Created for a new serviced office brand called Deskopolitan, the co-working space comprises 14,530 square feet (or 1,350 square metres) spread over four floors at 48 Rue du Château d’Eau, Paris.
MoreySmith was asked to conceive and develop the company’s Global Design Concept, transforming the former factory building into a state-of-the-art co-working environment that challenges the traditional office concept.
The brief stipulated that the space should be unique, welcoming, comfortable, interesting, flexible, easy to use and sociable.
This programme includes a cafe, a barbershop, phone booths, artist studios, health & beauty suites, spaces for open group collaboration and networking events, assigned workspaces and informal touchdown positions.
The resulting interiors are intended to encourage staff interaction, while offering a contemporary take on the building's industrial heritage.
Materials such as glazed brick tiles, exposed concrete, crittal window frames, burnished brass and copper mesh are complemented by fresh, bright colours including yellow, light grey and blue.
Plant boxes have also been added, to promote wellbeing and filtrate the air.
The offices are designed to appeal to start-ups and small businesses seeking creative and flexible workspace in central Paris.
However the space was initially let out in its entirety to French presidential candidate Benoît Hamon, who ran his election campaign from the building.
“We have made a daring choice by working with a foreign architect to create a concept as innovative as Deskopolitan in Paris," commented Alexis Rebiffé, co-counder of Deskopolitan.
"We have no regrets. All promises were reached with a building completely transformed and dedicated to start-ups and companies of all sizes."
MoreySmith's Deskopolitan concept was originally developed for Voltaire – a 19,685 square foot (or 6,000 square metre) site in the 11th arrondissement of Paris.
Now due to open in March 2018, Voltaire has grown to be a much larger project, offering a complete live work model with a gym club, restaurant, nursery and hotel.

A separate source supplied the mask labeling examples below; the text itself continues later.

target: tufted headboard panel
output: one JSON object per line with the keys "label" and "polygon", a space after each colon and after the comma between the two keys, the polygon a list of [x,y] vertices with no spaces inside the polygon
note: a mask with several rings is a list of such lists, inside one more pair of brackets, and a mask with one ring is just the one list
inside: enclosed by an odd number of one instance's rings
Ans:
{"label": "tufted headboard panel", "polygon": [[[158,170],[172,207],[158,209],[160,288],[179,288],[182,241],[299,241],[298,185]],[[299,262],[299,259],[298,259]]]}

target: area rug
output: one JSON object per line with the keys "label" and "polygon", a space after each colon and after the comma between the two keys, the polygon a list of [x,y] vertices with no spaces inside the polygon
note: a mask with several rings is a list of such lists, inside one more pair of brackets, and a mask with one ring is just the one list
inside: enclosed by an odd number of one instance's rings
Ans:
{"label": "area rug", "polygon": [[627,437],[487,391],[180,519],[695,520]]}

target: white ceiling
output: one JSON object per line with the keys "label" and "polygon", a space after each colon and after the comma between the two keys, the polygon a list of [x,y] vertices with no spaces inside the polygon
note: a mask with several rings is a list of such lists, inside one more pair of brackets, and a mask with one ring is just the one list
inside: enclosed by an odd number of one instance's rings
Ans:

A circular geometry found within the entrance gates at Voltaire inspired a graphic that has been translated through to the Rue du Château d’Eau project, included in design elements such as metal work, wall panels, door handles and balustrates.
"Deskopolitan presented an exciting new opportunity for us to bring co-working to Paris," said Linda Morey-Burrows, founder and principal director of MoreySmith.
"It is fantastic to see Château d'Eau repositioned, rebranded and at the centre of business in Paris," she continued. "We look forward to seeing the development of Voltaire over the next 12 months."
"The MoreySmith team did a wonderful job challenging the existing layouts and demonstrated a remarkable attention to detail," added Rebiffé. "We are very pleased to continue the collaboration with our Voltaire flagship."
Co-working spaces are continuing to prove popular around the world.
In Mexico City, architects Estudio Atemporal recently paired concrete columns and cinder-block walls with black metal and glass partitions when transforming a former industrial factory into a co-working space.
Meanwhile London's new Palmspace co-working studio occupies a former factory that has been adapted to offer extra room for artists and makers.